Two weeks of almost continuous mass protests have forced the resignation of the governor of Puerto Rico, Ricardo Rossello’. Monday 22 July culminated in a general strike and the largest protests in the history of this US territory, with 500,000 people on the streets out of a population of 3.2 million.
The trigger for this popular explosion was the leak of nearly 900 pages of homophobic, sexist and insulting text messages between the governor and 11 members of his immediate clique. But these messages acted as a lightening rod for years of rising anger at corruption, austerity and economic crisis. Before the Centre for Investigative Journalism revealed the texts, six top officials had been arrested for looting $15.5m of federal funds allocated as relief for the devastating destruction wrecked by Hurricane Maria in 2017. Harvard University estimates that up to 5,000 lost their lives in the disaster (while Rossellό originally claimed that less than 100 were killed, and Trump claimed 16!).
The New York Times described life for Puerto Ricans as a “perpetual state of purgatory”. After 12 years of continuous recession, with Hurricane Maria reducing economic output by 6% in 2018, almost half the population live in poverty, twice the national average. Between 2016 and 2018 200,000 people left the territory, most searching for jobs on the US mainland.
When the territory went bankrupt in 2016 (having already looted the pension funds of workers) an unelected Financial Oversight and Management Board, commonly referred to as ‘la Junta’, was appointed by the federal government. As part of a debt restructuring plan, the board has imposed brutal austerity measures, resulting in mass job losses for government workers, school closures and privatisation, and the selling off of telecoms and energy to the private sector. One of the most frequent chants on the protests was “Ricky resign and take the Junta with you”.
Rossellό is due to be replaced by Justice secretary, Wanda Vázquez, but as one protester said, “it’s like taking out a cockroach and replacing it with another”. Although debt repayments have been suspended during the restructuring process this is only a temporary measure and vulture bondholders will be demanding their money back once again. The Financial Times now expects a “more bondholder friendly” debt restructuring, i.e. more money for the rich at the expense of current and future pensioners and the working class and poor, in general.
Socialists support the right of Puerto Ricans to decide the future of their own territory and its relationship with the USA. On the basis of capitalism, however, that can only mean a future of endless misery and desperation for the mass of the population.

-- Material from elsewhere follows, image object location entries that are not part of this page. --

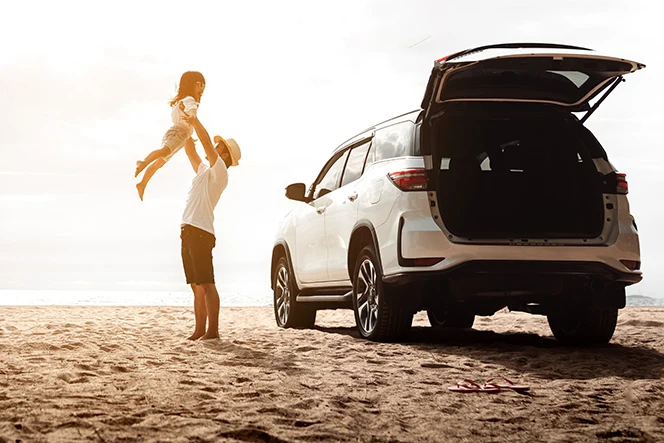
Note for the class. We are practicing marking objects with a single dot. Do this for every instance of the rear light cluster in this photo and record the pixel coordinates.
(632, 265)
(622, 186)
(409, 179)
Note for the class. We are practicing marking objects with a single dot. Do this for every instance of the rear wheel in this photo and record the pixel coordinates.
(379, 317)
(583, 327)
(287, 311)
(455, 317)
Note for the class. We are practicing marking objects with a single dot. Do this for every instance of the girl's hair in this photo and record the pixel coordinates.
(187, 83)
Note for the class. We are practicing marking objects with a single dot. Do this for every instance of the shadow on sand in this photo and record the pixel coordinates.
(542, 356)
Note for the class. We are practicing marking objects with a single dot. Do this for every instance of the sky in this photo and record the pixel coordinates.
(85, 90)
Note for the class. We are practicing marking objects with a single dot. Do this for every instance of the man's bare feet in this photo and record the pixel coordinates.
(209, 336)
(196, 336)
(140, 165)
(140, 187)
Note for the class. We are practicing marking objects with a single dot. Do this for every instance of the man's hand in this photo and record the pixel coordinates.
(192, 155)
(204, 137)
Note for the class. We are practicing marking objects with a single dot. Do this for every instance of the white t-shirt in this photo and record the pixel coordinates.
(184, 107)
(206, 188)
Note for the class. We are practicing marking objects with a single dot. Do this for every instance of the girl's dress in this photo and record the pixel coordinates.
(177, 135)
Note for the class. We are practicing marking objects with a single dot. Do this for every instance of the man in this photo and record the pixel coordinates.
(197, 228)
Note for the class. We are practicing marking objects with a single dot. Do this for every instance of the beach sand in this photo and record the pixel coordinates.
(125, 374)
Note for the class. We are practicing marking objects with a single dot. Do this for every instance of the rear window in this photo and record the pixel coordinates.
(540, 80)
(392, 141)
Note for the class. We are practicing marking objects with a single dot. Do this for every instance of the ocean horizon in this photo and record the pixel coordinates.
(81, 297)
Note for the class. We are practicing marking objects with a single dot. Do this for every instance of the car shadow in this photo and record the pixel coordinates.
(527, 352)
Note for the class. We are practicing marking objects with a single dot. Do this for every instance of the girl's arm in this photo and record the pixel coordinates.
(192, 155)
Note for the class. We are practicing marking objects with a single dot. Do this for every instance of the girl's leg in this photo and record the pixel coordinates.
(200, 311)
(154, 155)
(154, 166)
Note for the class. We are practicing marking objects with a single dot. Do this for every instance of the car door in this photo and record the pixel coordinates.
(341, 212)
(310, 241)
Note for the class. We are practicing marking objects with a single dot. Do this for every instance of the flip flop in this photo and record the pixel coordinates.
(505, 383)
(471, 386)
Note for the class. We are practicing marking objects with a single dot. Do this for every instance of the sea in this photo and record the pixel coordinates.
(23, 297)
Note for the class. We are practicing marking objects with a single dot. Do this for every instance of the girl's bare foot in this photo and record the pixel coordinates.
(209, 336)
(140, 165)
(140, 187)
(196, 336)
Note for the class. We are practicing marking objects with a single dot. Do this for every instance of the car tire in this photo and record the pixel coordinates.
(583, 327)
(288, 313)
(378, 315)
(440, 318)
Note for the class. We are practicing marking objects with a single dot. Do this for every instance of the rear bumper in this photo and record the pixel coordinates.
(514, 275)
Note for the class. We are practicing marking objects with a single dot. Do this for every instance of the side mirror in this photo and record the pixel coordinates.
(296, 192)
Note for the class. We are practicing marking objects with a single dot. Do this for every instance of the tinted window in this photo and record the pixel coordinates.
(394, 141)
(330, 181)
(355, 163)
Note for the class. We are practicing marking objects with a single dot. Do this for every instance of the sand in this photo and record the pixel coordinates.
(126, 374)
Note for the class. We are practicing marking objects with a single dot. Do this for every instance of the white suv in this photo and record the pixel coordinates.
(494, 194)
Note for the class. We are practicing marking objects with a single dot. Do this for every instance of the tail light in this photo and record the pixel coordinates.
(622, 187)
(409, 179)
(632, 265)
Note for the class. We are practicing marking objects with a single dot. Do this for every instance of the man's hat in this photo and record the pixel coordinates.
(233, 150)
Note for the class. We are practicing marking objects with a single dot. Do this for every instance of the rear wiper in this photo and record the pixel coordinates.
(616, 82)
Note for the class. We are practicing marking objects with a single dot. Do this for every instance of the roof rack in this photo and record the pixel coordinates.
(508, 46)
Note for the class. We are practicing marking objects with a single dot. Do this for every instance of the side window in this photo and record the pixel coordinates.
(330, 180)
(394, 141)
(355, 163)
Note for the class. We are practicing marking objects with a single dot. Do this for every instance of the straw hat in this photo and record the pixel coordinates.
(233, 149)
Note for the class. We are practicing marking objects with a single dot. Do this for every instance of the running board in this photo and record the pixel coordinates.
(346, 298)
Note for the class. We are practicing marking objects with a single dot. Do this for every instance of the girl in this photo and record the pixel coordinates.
(185, 103)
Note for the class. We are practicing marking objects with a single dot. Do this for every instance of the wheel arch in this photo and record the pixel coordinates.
(279, 250)
(363, 234)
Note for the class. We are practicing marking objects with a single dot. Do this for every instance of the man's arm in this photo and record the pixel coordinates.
(204, 137)
(194, 159)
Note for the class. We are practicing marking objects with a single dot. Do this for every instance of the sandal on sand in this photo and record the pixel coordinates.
(471, 386)
(505, 383)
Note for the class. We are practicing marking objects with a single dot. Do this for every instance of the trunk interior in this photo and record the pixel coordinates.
(516, 175)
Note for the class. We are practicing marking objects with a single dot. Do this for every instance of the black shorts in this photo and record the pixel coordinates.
(197, 246)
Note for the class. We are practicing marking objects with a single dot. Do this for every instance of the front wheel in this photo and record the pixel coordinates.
(379, 317)
(287, 311)
(583, 327)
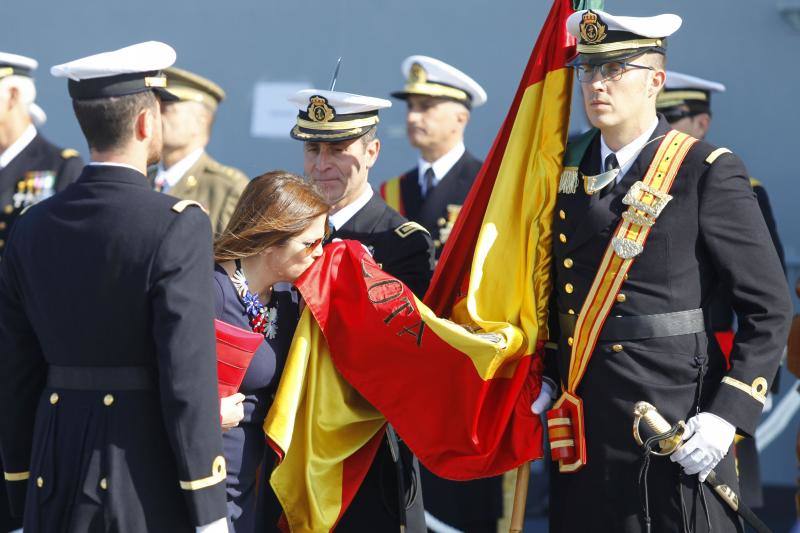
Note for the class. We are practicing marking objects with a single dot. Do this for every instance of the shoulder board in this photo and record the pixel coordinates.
(575, 149)
(216, 166)
(406, 229)
(715, 154)
(183, 204)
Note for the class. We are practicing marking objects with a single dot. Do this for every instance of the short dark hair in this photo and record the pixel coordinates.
(106, 122)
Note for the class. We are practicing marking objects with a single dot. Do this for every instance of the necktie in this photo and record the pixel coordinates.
(159, 183)
(611, 163)
(430, 181)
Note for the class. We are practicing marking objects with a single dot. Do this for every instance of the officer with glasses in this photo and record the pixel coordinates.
(648, 224)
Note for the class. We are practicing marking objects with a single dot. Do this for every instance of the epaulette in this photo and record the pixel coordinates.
(715, 154)
(407, 228)
(183, 204)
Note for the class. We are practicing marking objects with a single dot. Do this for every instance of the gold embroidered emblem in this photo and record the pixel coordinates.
(592, 28)
(417, 74)
(319, 110)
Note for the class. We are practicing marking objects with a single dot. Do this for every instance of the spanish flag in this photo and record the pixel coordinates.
(455, 377)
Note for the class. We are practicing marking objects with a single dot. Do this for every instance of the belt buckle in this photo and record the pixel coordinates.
(649, 212)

Puerto Ricans have dramatically shown that mass action can get results. Now it is necessary for independent organisations of the workers and poor to be built and strengthened around a programme which fights for an end to austerity, abolition of the Junta, non-payment of the debt, and public control of the banking and finance sector and major industries, democratically controlled and managed by the working class. If the hell on earth of the Puerto Rican masses is to be finally ended, these demands must be accompanied by an appeal for solidarity from workers and youth in the whole of the USA, and the struggle for a socialist Puerto Rico and a socialist USA.